И пусть около Порта Венеция физически нет моря — оно все-таки там есть. Такие яркие газетные киоски я видел только в Рапалло или Сорренто, в одном из них — красные занавески, они задерживают утренний ветерок, и мне кажется, что он мало чем отличается от туристического агентства где-нибудь в Амальфи или Сан-Ремо. Что вы на это скажете? А небо Ломбардии, такое красивое, когда оно бывает красивым и когда на него смотришь от Порта Венеция; в вечерний час оно хмурится, становится пушистым и теплым, как сбившиеся в стайку ягнята; в нем, словно дети, резвящиеся на родительской кровати, кувыркаются несколько самолетов. И тогда у Порта Венеция все становится возможным. Однажды я заговорил с очаровательной девушкой, она прогуливалась вдоль фасада дневной гостиницы и от дыхания проносившихся мимо машин развевалось ее платье. Она рассказала, что несколько дней назад ее бросил любовник и вот она вынуждена будет заниматься этим мерзким промыслом. Тогда я дрожащим голосом сказал: «Идем», уже предчувствуя, что Порта Венеция и нежный июньский вечер обманут меня. Мы поужинали в отдельном кабинете ресторана, в котором она бывала раньше; за деревянной перегородкой двое клиентов беседовали о партии тканей, и в паузах между репликами было слышно тиканье их больших и вызывающе роскошных часов. Мы постарались уйти как можно быстрее. Внезапно меня охватило к этой девушке чувство большее, чем симпатия к случайной знакомой.

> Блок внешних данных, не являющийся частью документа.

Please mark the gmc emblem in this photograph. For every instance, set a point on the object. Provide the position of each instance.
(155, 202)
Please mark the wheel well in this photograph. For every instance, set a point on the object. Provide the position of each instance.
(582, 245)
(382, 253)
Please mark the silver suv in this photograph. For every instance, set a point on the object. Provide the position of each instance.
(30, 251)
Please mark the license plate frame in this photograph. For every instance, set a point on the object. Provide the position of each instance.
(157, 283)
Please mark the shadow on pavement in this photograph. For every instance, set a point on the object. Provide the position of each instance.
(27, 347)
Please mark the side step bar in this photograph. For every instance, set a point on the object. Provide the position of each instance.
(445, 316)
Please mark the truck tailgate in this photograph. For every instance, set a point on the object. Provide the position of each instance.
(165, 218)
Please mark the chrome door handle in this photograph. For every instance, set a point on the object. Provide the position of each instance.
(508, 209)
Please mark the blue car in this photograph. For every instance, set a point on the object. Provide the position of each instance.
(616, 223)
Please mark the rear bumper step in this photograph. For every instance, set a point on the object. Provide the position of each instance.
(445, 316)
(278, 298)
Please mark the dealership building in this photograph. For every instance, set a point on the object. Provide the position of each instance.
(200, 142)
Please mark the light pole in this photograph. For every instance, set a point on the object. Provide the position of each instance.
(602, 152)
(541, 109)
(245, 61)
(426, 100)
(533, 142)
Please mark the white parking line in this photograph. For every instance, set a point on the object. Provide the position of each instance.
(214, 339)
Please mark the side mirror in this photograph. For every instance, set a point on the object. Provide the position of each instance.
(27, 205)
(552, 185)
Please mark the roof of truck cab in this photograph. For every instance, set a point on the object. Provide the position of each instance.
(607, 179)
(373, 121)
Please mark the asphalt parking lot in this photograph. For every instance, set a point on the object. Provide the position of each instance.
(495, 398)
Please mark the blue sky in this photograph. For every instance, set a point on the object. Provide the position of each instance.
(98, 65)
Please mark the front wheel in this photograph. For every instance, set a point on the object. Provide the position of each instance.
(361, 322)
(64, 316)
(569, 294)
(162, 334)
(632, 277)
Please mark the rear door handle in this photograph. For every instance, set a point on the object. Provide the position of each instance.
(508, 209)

Я охотно выслушал рассказ о родственниках — владельцах маленькой швейной мастерской в Местре и о том, что она чувствовала, что рождена для другой жизни; в полночь мы решили, что я подыщу ей работу и что мы будем любить друг друга, я поцеловал ее, когда мы простились на углу виа Боскович у какого-то опустевшего бара, и только тогда вспомнил, что женат, и спокойно подумал, что поступил как глупец, что к женщине не подходят с целью утешить в том, что она молода и легкомысленна, что в любом другом квартале я бы либо на это не решился, либо потратил свои деньги так, как подобает мужчине.